Il fumo è dappertutto, invade i miei polmoni e mi impedisce di vedere oltre. La nebbia mi avvolge e vedo il mio corpo consumarsi lentamente, i vestiti tramutarsi in cenere, le ossa candide delle braccia ardere come tizzoni ardenti…
Mi sveglio di soprassalto, la guancia mi scivola dal palmo. Ansimo.
E’ buio, intorno, e fresco.
L’aria è nitida e pura, e profuma di fiori. E’ il gelsomino che si arrampica lungo i muri e corre intorno alla finestra a impregnare di profumo la stanza in cui dormi, ora ricordo.
I miei occhi si posano sul tuo letto sfatto e lo trovano vuoto. Ma non devo guardarmi a lungo per scorgerti accanto alla finestra.
La camicia da notte, di un tessuto impalpabile, non lascia molto all’immaginazione, ma non è quello a catturare la mia attenzione. Ti muovi piano davanti al riflesso della luna, dolcemente, cullando nostra figlia.
Nostra figlia…
Solo poche ore fa non avrei mai creduto che tanta perfezione potesse esistere. Che avrei amato così prepotentemente qualcuno dopo un solo sguardo.
Quando sono arrivato alla villa avevo paura. Una maledetta paura.
Sono state le tue urla a distogliermi dal mio egoismo, dal mio stupido egocentrismo.
Gridavi il mio nome. Lo sguardo che Girodelle ha lanciato alle scale ha fatto il resto.
Ho salito i gradini due a due, senza chiedermi come e perché, senza badare al dolore sordo che sentivo alla gamba lesa.
A interrompere la mia corsa, davanti alla tua porta, la nonna.
La nonna sbigottita. La nonna confusa, meravigliata, stupefatta.
La nonna che reggeva tra le braccia nostra figlia.
E’ bastato uno sguardo, ed ero suo. Perso in quel piccolo volto vermiglio e congestionato di grida, in quegli occhi spalancati e curiosi, attenti.
Ho allungato le braccia e lei era lì. Un peso dolcissimo, deposto per sempre sul mio cuore.
Ho vissuto a lungo con te, Oscar, prima di comprendere quale fosse la reale portata del sentimento che mi lega a te.
Con Victoire è bastato un secondo. Ed è giusto così, perché lei è parte di te, che sei parte di me.  Lei è fatta del nostro sangue e dei nostri respiri. E’ intessuta di sogni e colma d’amore.
Osservo la tua figura snella camminare dondolandosi. Mi pare di sentire, biascicata in sottofondo, l’eco di una nenia che cantava la nonna quando eravamo bambini.
Sei insicura, lo capisco da come farfugli, un po’ stentatamente, facendo lunghe pause.
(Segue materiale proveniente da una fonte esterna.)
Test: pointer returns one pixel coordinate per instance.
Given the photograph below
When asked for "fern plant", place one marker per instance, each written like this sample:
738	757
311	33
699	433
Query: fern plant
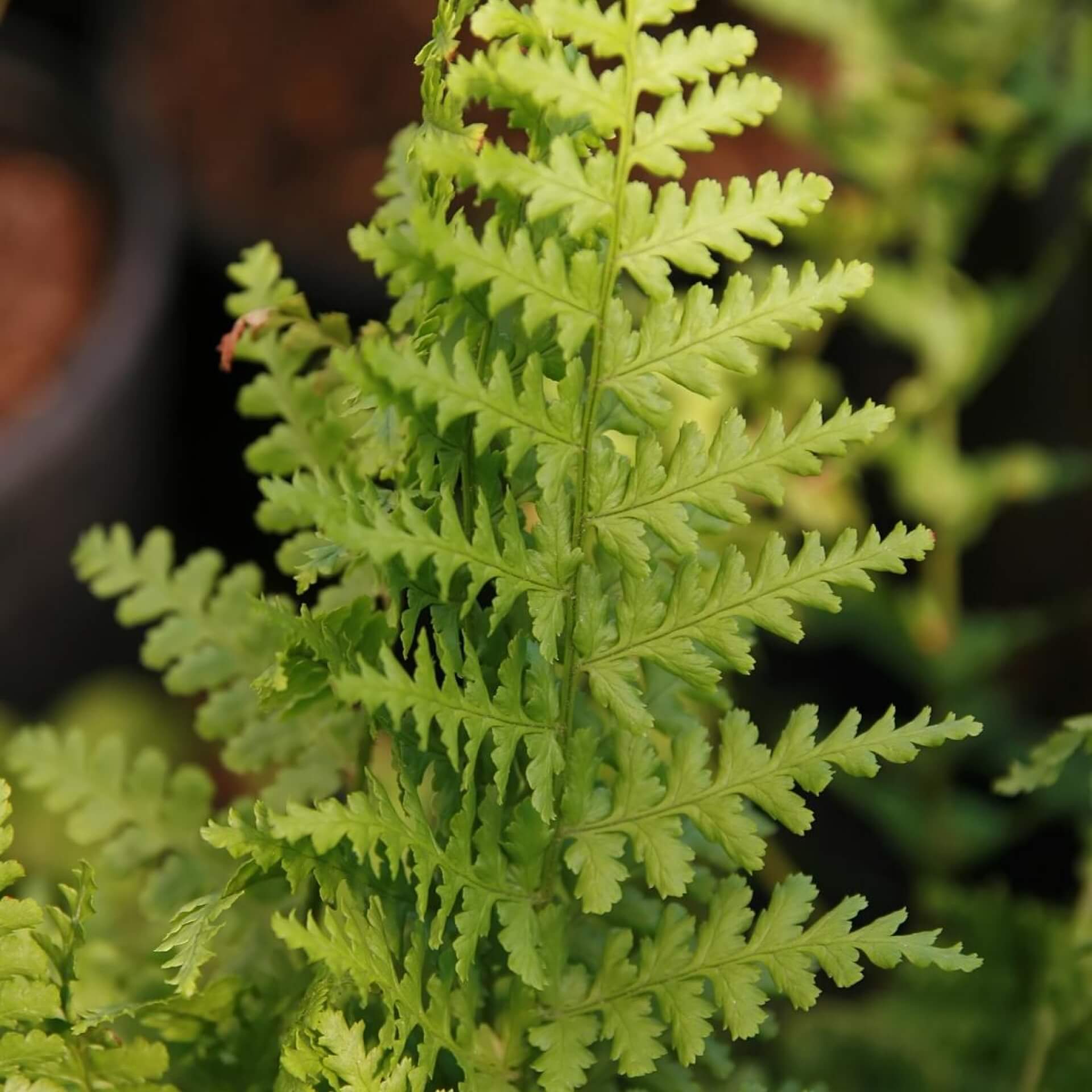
507	815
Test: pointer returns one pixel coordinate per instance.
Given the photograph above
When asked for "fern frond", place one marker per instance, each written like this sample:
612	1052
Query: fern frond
687	123
731	950
510	566
382	826
560	183
664	65
1048	759
653	494
701	613
138	810
508	717
374	949
507	73
649	800
209	634
42	1046
686	234
188	944
548	286
680	342
454	387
Ma ai miei occhi, sei perfetta.
Vent’anni di dura educazione maschile nulla hanno potuto contro la saggezza atavica del tu sesso.
Certe cose si hanno dentro e basta.
Ti osservo e il mio animo si rasserena. Mi rimetto comodo sulla poltrona sul quale mi sono addormentato per lasciarti riposare, e mi lascio cullare dalle tue parole.
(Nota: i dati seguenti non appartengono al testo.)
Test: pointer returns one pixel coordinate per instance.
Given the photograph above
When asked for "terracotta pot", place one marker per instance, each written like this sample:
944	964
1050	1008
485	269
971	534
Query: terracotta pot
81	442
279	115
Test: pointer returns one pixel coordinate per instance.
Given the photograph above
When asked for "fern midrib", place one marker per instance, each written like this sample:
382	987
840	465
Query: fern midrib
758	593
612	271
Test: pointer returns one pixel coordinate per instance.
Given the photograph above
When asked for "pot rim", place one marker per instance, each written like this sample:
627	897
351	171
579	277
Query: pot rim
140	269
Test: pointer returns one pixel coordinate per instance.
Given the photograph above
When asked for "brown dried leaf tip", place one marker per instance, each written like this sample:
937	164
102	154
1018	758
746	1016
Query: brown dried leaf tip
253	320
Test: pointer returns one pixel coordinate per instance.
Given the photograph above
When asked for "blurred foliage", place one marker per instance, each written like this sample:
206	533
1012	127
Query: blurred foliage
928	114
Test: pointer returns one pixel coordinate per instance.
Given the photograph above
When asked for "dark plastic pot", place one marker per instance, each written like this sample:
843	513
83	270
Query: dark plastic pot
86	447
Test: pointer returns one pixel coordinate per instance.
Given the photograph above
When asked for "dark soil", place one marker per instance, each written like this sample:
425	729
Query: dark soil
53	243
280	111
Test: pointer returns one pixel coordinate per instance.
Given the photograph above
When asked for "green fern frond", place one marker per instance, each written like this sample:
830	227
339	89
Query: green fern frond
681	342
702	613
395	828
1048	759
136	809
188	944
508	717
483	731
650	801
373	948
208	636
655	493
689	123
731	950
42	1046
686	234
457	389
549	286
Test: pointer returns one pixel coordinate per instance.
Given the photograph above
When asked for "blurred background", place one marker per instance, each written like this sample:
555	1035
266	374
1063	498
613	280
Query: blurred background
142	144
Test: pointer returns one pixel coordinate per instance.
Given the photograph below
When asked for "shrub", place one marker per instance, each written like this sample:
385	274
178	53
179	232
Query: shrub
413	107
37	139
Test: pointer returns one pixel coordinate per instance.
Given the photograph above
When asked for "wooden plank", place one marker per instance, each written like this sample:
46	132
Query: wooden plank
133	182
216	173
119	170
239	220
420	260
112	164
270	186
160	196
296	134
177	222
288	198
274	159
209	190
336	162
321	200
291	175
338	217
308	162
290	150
Continuerò a sognare il fuoco a lungo, forse per sempre, e una parte di me seguiterà a brancolare senza requie tra le tenebre.
Ma tu sarai il balsamo su queste ferite e la luce nelle notti buie della mia esistenza.
Tu mi salverai, Oscar.
Tu mi hai già salvato. E io non voglio chiedere più nulla a questa vita.
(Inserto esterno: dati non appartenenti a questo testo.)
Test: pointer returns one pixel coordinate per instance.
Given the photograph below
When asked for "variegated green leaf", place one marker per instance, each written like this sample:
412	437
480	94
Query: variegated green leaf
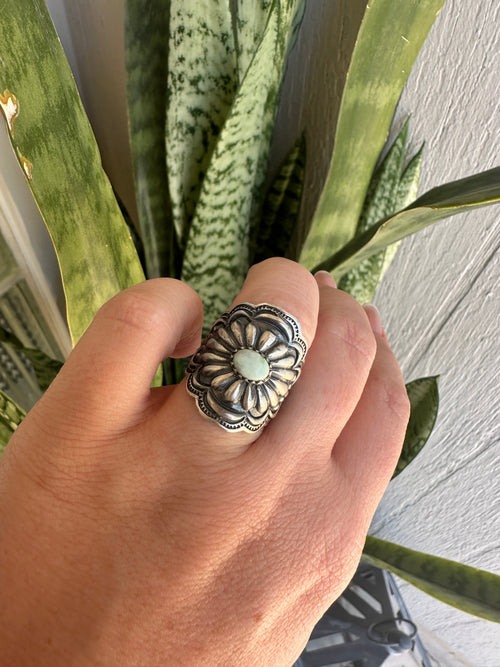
281	207
11	415
217	253
202	83
446	200
251	19
58	154
362	281
388	42
424	401
146	59
467	588
408	183
407	193
44	366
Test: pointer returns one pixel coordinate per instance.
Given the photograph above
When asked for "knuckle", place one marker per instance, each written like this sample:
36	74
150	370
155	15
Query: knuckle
131	310
393	395
359	339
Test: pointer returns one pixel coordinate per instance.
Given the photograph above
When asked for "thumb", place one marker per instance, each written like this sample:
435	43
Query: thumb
109	373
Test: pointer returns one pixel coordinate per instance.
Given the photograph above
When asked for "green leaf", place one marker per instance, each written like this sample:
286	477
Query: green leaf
202	83
251	19
446	200
467	588
44	366
146	59
56	149
408	184
407	193
281	207
11	415
388	42
362	281
424	401
217	253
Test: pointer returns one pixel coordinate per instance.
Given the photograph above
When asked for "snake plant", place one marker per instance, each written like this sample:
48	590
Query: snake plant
203	90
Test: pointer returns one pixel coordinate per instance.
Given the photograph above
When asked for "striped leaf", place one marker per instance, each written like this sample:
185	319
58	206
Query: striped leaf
407	193
467	588
11	415
45	367
146	59
217	253
57	152
424	401
388	42
362	281
446	200
202	82
281	207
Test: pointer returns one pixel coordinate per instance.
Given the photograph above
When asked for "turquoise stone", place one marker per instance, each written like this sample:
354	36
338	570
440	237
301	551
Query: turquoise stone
251	365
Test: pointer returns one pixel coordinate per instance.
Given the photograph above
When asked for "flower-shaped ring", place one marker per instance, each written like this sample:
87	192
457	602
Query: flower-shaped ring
246	366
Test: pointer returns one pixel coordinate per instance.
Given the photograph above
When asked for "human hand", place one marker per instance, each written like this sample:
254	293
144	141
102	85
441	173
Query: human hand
134	531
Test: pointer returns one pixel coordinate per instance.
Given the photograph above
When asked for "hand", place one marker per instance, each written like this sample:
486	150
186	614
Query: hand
134	531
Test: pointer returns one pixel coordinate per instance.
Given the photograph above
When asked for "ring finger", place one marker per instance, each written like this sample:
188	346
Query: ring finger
278	282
“Buon Dio, cosa mi tocca sentire!” Esclama la nonna, al colmo dell’indignazione.
Un tiepido sole illumina le pareti, bagnando il pavimento di macchie di luce.
Passeggio per la stanza muovendo piano la mano sulla schiena delicata di Victoire. Immagino minuscole vertebre e una impercettibile colonna vertebrale correre sotto le mie dita, attraverso la sua pelle profumata e non smetto di sorprendermi di quanta perfezione ci sia, anche nelle cose più piccole.
Seduta sul letto, stringi i nastri sciolti della camicia aperta sul seno con uno sguardo pensieroso.
“La prozia Adeline? Ma come ti è venuto in mente, Andrè?”
Mi avvicino a te, scostando la bambina dalla mia spalla. Un filo di saliva si tende dalla mia camicia alle sue piccole labbra a cuore.
“Andiamo Oscar, guardala bene. Adesso immaginala con un turbante di piume di struzzo e un grosso e tremolante neo finto, proprio qua…” Indico la guanciotta piena e rosea di nostra figlia, e lei emette un vagito di protesta.
Evidentemente nemmeno Victoire è molto contenta di assomigliare alla prozia Adeline. La pecora nera della famiglia, nonché motivo di imbarazzo ed eterno cruccio di tuo padre.
Mi guardi con il sopracciglio levato.
“Andrè, devo forse ricordarti che per anni, da bambini, ci siamo chiesti se la prozia Adeline fosse effettivamente una zia e non, piuttosto, uno zio?”
Sbuffo, riprendendo a passeggiare con Victoire stretta al petto.
“Ma solo perché aveva i baffi!”
Il tuo sopracciglio non sembra voler scendere a compromessi.
“Andrè…”
“E fumava la pipa. Beh, era una donna piuttosto emancipata per i tempi. Non vorresti che Victoire lo fosse?”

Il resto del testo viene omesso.